負債総額は、前連結会計年度末と比較して14億54百万円減少し、333億76百万円となりました。主な増減要因は、未払法人税等の減少7億01百万円、賞与引当金の減少14億00百万円、流動負債のその他の増加9億66百万円等によるものです。

純資産は、前連結会計年度末と比較して6億60百万円増加し、1,584億97百万円となりました。主な増減要因は、利益剰余金の減少4億45百万円、その他有価証券評価差額金の増加8億49百万円等によるものです。

 

3)経営方針・経営戦略等

当第1四半期連結累計期間において、当社グループが定めている経営方針・経営戦略等について重要な変更はありません。

(4)事業上及び財務上の対処すべき課題

当第1四半期連結累計期間において、当社グループが対処すべき課題について重要な変更はありません。

 

(5)研究開発活動

当第1四半期連結累計期間における研究開発費は24億88百万円(前年同期比17.8%減)となりました。

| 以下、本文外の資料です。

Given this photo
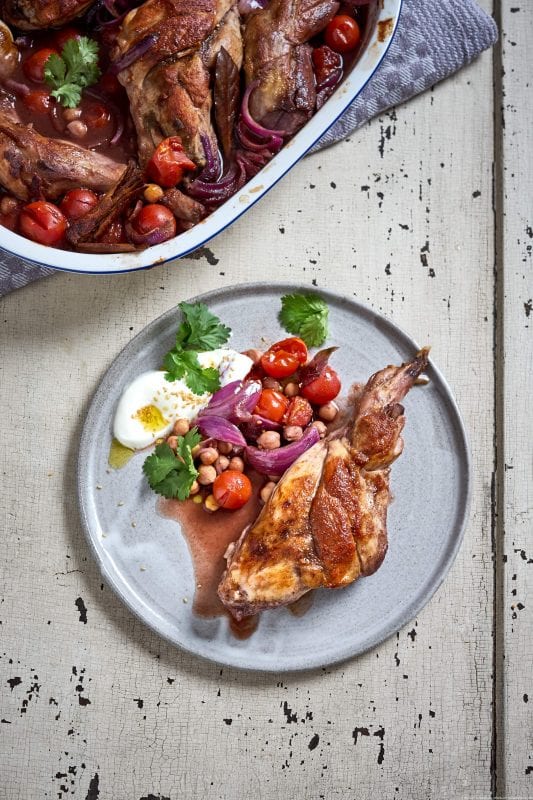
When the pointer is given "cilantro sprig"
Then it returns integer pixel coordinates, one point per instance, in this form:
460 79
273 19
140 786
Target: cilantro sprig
173 474
199 332
75 68
305 315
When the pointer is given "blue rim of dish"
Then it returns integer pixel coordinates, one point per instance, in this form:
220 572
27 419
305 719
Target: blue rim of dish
250 205
428 589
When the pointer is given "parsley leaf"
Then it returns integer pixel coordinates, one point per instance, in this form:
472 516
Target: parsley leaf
75 68
305 315
173 475
199 332
184 364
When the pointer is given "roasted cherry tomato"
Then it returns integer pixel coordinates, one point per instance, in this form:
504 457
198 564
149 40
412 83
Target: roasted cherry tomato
299 412
78 202
64 35
284 358
96 115
323 389
232 489
43 222
169 163
39 101
33 67
343 34
154 216
272 405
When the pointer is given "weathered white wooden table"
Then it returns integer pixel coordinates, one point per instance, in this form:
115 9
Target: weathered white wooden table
424 215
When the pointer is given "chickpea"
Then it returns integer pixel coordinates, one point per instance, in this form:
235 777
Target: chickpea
321 428
292 433
206 474
77 128
266 491
209 455
225 448
328 411
153 193
254 354
269 440
70 114
181 427
8 205
221 464
291 389
237 464
210 504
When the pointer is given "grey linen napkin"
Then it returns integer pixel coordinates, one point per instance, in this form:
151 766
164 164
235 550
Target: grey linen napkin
435 38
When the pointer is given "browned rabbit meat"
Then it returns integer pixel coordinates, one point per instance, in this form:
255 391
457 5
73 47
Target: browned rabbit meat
34 166
36 14
325 523
168 85
277 56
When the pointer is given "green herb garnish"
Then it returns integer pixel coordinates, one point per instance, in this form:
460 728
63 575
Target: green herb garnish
305 315
173 474
75 68
199 332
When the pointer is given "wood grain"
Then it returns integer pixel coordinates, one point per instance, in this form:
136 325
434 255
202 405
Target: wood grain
514 691
93 705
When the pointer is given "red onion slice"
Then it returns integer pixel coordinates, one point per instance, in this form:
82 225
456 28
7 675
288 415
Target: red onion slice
310 372
134 53
275 462
221 429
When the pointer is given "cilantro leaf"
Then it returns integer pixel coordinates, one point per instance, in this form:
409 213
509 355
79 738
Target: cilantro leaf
75 68
184 364
200 330
173 475
305 315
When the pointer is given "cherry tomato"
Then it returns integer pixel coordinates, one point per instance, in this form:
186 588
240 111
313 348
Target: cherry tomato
323 389
154 216
169 163
232 489
343 34
39 101
43 222
272 405
284 358
77 203
96 115
299 412
33 67
63 36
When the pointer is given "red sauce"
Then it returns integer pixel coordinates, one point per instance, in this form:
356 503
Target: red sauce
208 536
54 125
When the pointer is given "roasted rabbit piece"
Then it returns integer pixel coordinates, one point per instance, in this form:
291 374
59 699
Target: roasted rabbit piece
278 58
168 84
325 523
34 166
30 15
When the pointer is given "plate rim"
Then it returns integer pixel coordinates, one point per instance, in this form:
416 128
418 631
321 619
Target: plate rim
428 589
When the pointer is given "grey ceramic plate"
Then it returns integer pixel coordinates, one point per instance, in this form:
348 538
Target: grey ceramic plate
430 483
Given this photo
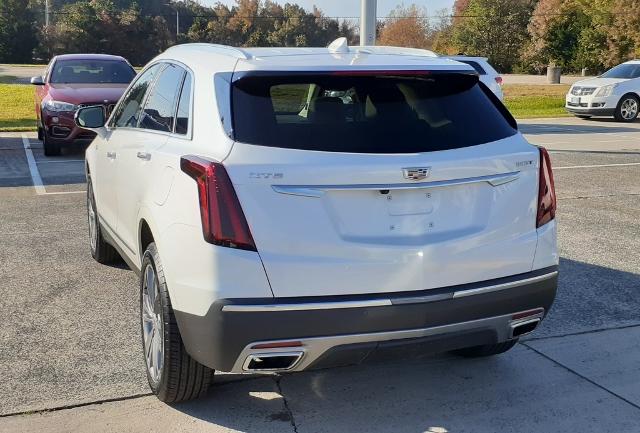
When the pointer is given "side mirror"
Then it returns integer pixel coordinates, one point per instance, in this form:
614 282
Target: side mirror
90 117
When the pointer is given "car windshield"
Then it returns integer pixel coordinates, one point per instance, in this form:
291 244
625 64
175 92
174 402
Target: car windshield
627 70
92 71
367 112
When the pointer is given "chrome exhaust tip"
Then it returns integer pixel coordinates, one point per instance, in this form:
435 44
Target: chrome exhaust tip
271 361
519 329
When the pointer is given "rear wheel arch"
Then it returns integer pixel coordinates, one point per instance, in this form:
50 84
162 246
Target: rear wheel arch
145 236
618 114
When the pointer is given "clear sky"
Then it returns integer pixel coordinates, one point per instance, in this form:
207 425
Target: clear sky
351 8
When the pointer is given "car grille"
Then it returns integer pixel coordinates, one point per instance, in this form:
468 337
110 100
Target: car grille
109 107
583 91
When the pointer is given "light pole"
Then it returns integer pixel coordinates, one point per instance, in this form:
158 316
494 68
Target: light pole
177 20
368 22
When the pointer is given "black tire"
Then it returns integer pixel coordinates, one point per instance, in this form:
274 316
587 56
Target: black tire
101 250
486 350
51 147
180 377
622 113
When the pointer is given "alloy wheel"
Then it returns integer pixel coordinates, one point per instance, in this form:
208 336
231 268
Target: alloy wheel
152 324
629 109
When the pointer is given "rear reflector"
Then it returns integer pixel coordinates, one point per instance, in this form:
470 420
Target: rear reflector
223 222
547 202
279 344
527 313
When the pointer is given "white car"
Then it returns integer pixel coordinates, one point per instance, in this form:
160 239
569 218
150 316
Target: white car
488 75
296 208
615 93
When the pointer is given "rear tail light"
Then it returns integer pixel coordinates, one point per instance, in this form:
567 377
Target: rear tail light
546 191
223 222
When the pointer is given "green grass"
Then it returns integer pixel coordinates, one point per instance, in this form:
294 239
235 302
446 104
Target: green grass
7 79
529 101
17 107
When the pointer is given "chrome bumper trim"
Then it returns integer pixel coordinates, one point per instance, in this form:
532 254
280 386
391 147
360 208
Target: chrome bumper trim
239 308
308 306
504 286
314 347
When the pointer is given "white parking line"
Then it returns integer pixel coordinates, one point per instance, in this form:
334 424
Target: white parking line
33 168
38 185
58 161
597 166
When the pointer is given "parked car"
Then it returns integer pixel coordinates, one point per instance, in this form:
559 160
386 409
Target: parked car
488 75
71 81
615 93
296 208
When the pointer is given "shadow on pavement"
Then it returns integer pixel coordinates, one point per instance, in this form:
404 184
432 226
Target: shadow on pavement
517 391
573 129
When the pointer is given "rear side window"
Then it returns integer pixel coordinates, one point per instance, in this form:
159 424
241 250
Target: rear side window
160 108
366 113
184 106
128 111
475 65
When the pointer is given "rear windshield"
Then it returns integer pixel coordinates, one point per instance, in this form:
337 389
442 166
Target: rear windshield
367 112
475 65
628 70
92 72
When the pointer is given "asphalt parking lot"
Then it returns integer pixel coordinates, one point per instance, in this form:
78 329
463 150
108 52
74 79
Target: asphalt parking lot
69 345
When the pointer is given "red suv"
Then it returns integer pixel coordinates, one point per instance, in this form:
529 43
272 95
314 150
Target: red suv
72 81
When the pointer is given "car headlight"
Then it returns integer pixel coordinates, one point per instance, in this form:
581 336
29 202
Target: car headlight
606 90
58 106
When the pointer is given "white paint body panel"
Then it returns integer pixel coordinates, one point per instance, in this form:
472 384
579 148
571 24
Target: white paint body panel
362 241
341 243
489 78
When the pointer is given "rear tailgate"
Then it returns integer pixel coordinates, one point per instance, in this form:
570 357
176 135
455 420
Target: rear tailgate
374 182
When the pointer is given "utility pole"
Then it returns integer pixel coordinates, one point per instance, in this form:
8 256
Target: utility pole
177 19
368 22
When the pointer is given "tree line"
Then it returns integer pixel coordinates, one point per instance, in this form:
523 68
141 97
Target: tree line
516 35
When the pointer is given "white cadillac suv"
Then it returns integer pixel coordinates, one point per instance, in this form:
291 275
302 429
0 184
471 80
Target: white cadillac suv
615 93
296 208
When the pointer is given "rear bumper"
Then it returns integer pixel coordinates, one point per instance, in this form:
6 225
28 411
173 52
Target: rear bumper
342 330
61 127
591 111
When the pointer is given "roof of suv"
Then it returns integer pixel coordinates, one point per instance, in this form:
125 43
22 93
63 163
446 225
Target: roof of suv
338 56
89 57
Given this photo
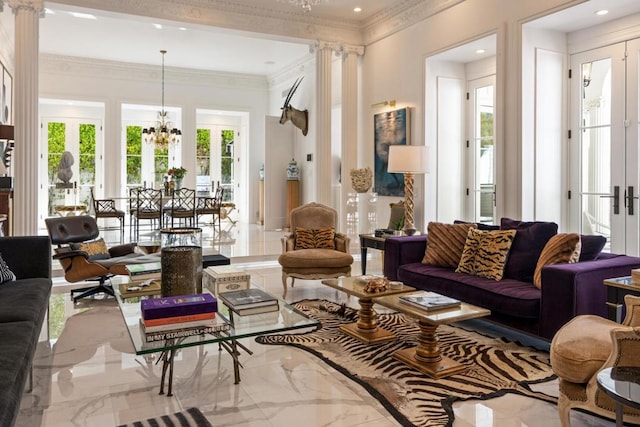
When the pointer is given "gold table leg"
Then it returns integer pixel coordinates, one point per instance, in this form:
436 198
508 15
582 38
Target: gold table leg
426 357
366 329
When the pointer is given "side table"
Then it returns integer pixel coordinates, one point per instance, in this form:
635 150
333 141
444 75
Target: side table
622 384
370 241
617 288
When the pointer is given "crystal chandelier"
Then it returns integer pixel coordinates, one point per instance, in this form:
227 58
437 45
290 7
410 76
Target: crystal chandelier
305 4
164 133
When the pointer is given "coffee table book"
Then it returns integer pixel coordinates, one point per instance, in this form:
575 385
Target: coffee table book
218 325
429 301
247 298
155 308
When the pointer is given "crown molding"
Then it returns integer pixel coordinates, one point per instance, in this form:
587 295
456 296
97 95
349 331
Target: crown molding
402 16
114 70
276 21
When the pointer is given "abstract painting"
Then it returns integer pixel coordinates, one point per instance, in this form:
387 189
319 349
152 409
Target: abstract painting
390 128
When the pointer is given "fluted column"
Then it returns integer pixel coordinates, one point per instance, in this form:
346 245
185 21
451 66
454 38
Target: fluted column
349 152
323 182
25 157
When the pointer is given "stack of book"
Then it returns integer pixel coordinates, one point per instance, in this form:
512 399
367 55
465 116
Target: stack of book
180 316
429 301
144 280
249 301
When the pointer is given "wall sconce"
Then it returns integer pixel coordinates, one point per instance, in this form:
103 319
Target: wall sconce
586 73
6 147
391 104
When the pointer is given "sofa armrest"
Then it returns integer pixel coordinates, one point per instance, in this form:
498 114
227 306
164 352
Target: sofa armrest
569 290
27 256
402 250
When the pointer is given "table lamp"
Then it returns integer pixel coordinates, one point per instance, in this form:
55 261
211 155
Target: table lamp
409 160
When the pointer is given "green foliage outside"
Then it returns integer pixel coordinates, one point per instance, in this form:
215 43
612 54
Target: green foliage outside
203 152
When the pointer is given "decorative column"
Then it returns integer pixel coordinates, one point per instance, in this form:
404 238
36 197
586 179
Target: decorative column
324 177
25 155
349 152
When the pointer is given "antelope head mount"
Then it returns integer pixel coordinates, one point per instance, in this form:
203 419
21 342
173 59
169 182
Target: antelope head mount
300 119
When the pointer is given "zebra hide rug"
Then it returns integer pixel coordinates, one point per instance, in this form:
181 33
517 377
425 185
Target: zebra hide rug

医療用医薬品に関わる新薬メーカーにとっては、未だ数多く存在するアンメットメディカルニーズに応え、世界の人々の健康に貢献する革新的な新薬を継続的に創出し、届けることが使命です。杏林製薬㈱では、オリジナル新薬の創製こそが真の成長の原動力であり、新薬事業の強化が当社グループの存在意義を高め、持続成長に結びつくとの認識に基づき、自社創薬及び導入品の開発等を進め、特定領域(呼吸器科・耳鼻科・泌尿器科)における開発パイプラインの拡充、新薬の早期開発に最大限、注力しています。

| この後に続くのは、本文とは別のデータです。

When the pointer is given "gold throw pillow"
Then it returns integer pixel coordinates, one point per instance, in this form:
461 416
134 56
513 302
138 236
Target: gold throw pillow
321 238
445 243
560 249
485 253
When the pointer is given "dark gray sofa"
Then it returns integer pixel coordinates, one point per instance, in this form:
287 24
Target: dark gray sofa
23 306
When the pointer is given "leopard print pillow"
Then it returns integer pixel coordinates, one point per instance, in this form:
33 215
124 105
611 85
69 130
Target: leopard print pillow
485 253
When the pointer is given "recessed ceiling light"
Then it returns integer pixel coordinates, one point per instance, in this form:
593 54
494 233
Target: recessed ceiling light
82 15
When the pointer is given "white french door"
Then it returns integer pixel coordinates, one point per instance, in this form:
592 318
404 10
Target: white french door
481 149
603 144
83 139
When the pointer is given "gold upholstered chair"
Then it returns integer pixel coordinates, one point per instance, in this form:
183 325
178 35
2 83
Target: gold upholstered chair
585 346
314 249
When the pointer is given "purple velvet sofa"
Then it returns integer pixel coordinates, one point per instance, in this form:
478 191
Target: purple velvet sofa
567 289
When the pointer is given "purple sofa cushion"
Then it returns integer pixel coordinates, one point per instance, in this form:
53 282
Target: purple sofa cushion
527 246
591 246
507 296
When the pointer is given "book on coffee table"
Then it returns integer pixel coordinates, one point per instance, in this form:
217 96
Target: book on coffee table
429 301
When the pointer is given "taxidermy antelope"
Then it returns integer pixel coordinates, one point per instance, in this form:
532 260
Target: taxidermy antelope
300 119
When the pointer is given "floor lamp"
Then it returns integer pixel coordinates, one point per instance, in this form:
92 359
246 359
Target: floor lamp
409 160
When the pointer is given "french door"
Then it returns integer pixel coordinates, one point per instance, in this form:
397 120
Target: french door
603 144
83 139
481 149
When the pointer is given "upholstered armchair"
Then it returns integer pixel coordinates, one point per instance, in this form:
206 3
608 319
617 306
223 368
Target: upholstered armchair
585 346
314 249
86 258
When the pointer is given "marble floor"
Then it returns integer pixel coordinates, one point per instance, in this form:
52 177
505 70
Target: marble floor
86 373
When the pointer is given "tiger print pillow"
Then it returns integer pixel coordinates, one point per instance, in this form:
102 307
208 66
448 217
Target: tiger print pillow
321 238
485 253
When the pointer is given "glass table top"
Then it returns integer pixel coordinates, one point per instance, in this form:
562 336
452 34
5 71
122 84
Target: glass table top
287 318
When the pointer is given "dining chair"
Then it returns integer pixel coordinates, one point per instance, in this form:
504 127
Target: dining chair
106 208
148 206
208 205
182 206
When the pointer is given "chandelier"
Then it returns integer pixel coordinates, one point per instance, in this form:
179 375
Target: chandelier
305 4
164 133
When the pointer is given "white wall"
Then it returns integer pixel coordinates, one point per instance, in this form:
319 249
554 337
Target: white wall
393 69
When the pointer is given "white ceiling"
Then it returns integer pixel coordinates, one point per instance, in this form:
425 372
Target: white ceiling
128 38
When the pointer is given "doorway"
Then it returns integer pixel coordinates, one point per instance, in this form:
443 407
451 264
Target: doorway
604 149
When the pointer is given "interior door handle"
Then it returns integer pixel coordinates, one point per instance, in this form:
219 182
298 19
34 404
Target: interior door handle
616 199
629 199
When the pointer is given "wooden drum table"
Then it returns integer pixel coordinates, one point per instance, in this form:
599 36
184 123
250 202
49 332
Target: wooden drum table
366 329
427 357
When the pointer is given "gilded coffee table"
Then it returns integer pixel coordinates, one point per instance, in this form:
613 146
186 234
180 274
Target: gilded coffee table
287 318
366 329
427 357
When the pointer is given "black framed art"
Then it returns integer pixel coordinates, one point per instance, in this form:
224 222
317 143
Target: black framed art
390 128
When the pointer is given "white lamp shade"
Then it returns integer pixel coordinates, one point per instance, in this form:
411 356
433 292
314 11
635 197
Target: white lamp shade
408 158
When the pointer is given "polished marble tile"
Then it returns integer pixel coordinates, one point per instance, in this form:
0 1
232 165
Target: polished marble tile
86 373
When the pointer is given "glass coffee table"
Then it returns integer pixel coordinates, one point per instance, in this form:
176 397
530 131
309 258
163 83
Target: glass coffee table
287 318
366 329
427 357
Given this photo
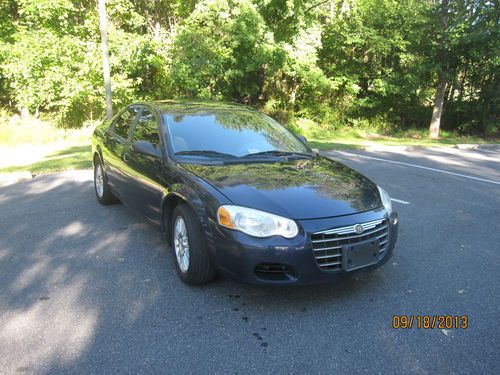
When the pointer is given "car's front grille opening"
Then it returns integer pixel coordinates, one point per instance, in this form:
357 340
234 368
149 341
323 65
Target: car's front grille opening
274 272
327 245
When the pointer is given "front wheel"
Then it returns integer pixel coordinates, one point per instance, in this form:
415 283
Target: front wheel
102 191
191 255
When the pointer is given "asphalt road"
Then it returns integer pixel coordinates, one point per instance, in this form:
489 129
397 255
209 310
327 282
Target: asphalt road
92 289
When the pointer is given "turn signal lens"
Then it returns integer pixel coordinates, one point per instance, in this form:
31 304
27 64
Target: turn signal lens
225 217
256 223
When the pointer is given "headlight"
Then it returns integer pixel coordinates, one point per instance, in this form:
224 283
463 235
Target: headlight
386 200
256 223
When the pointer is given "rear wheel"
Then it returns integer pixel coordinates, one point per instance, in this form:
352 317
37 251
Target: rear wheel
102 191
191 256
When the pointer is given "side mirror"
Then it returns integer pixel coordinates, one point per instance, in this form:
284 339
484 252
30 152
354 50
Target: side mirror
302 138
146 148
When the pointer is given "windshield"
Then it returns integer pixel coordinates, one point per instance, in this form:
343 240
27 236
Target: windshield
228 133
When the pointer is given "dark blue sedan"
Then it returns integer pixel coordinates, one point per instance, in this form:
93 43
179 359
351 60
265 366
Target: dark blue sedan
236 194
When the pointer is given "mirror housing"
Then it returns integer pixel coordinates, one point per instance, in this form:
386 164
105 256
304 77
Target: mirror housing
146 148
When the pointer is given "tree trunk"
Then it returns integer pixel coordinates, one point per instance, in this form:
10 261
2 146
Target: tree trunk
105 58
438 109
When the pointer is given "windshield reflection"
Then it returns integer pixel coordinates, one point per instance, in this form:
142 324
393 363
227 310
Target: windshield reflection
231 131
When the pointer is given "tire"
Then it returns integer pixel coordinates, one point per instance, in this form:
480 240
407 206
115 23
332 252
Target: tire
186 231
101 187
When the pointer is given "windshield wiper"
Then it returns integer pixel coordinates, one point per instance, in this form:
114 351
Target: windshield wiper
207 153
278 153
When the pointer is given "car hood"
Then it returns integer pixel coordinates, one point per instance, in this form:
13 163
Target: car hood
298 189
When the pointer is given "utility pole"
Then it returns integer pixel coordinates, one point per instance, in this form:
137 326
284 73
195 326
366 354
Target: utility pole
105 58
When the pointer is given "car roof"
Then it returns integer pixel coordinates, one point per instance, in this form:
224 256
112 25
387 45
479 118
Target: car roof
197 106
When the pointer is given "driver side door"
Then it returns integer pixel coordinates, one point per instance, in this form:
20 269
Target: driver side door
146 171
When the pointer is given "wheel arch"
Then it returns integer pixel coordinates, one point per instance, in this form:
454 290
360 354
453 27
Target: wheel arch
169 203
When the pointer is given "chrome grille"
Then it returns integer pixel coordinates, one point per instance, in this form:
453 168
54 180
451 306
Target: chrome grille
327 244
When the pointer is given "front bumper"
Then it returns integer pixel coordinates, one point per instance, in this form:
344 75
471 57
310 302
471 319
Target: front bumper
241 257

医療用医薬品事業における国内開発の進捗状況としましては、喘息治療配合剤「KRP-108P」のPhⅢ臨床試験を平成29年6月より開始しました。同試験は、成人喘息を対象として販売中の「フルティフォーム」の小児適応拡大を目的とするものです。

また、平成29年4月、厚生労働省に製造販売承認申請を提出したキノロン系合成抗菌剤「KRP-AM1977X」につきましては、追加の非臨床試験が必要となり実施することにしました。

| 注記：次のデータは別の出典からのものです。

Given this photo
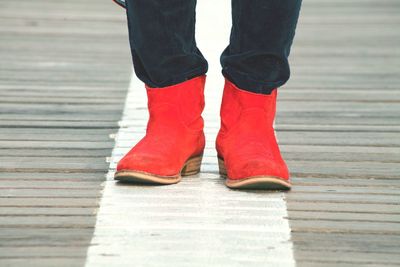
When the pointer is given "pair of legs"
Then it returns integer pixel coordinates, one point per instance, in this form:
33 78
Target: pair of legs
167 60
164 51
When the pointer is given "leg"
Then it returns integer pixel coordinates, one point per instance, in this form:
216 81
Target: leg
254 65
262 33
162 39
165 55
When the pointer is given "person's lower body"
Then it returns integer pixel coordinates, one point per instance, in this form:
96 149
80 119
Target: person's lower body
254 64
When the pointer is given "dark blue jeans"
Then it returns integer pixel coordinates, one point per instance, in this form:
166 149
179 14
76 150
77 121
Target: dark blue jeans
164 51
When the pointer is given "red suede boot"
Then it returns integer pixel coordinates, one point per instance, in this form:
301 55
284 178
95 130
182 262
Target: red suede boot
248 154
174 140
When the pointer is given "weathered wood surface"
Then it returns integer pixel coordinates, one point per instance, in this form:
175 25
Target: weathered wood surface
64 70
63 77
342 136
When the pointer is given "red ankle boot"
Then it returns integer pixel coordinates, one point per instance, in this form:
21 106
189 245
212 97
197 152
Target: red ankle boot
174 140
248 154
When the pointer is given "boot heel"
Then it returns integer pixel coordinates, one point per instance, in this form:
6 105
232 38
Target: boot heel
192 166
221 166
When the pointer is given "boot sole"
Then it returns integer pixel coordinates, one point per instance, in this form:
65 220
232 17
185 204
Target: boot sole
191 167
255 182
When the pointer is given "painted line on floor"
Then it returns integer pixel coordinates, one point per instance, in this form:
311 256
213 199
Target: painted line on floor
198 222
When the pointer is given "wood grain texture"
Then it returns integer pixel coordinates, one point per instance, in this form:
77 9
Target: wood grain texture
339 117
62 88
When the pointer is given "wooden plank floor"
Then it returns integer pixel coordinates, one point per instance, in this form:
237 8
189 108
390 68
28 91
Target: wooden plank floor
64 71
63 87
339 126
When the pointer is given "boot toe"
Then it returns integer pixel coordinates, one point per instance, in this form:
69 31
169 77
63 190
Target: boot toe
152 164
246 168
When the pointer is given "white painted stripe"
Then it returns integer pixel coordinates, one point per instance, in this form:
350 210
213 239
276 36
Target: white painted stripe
198 222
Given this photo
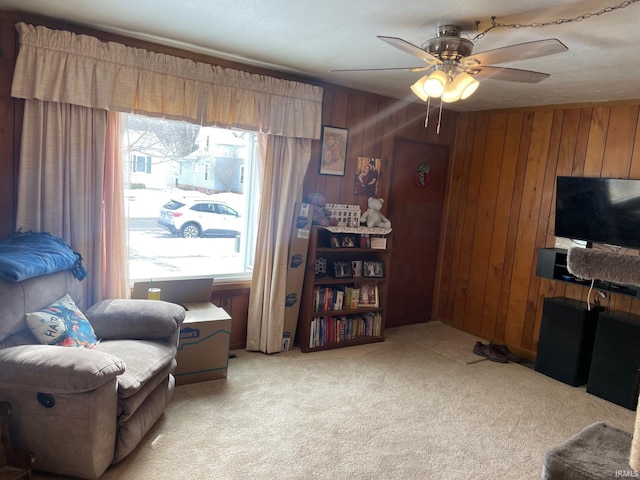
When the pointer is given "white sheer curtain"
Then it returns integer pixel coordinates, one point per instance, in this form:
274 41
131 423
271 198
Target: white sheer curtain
67 69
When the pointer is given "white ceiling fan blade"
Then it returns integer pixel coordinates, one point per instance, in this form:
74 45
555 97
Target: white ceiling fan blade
406 69
411 49
508 74
520 51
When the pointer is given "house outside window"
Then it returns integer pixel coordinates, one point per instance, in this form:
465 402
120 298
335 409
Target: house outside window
215 210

創薬研究におきましては、オープンイノベーションの一環として、京都大学との共同研究講座を平成29年4月に開設し共同研究を開始しました。京都大学が持つ病態研究力(肺線維症等の臓器線維化プロセス)及び基礎研究力(iPS細胞を用いた技術基盤の応用)と杏林製薬㈱が有する創薬力を融合させ、呼吸器疾患の病態因子を同定し創薬ターゲットとしての可能性を検証研究することで、新規創薬ターゲットの創出、低分子化合物候補の発見等を目指します。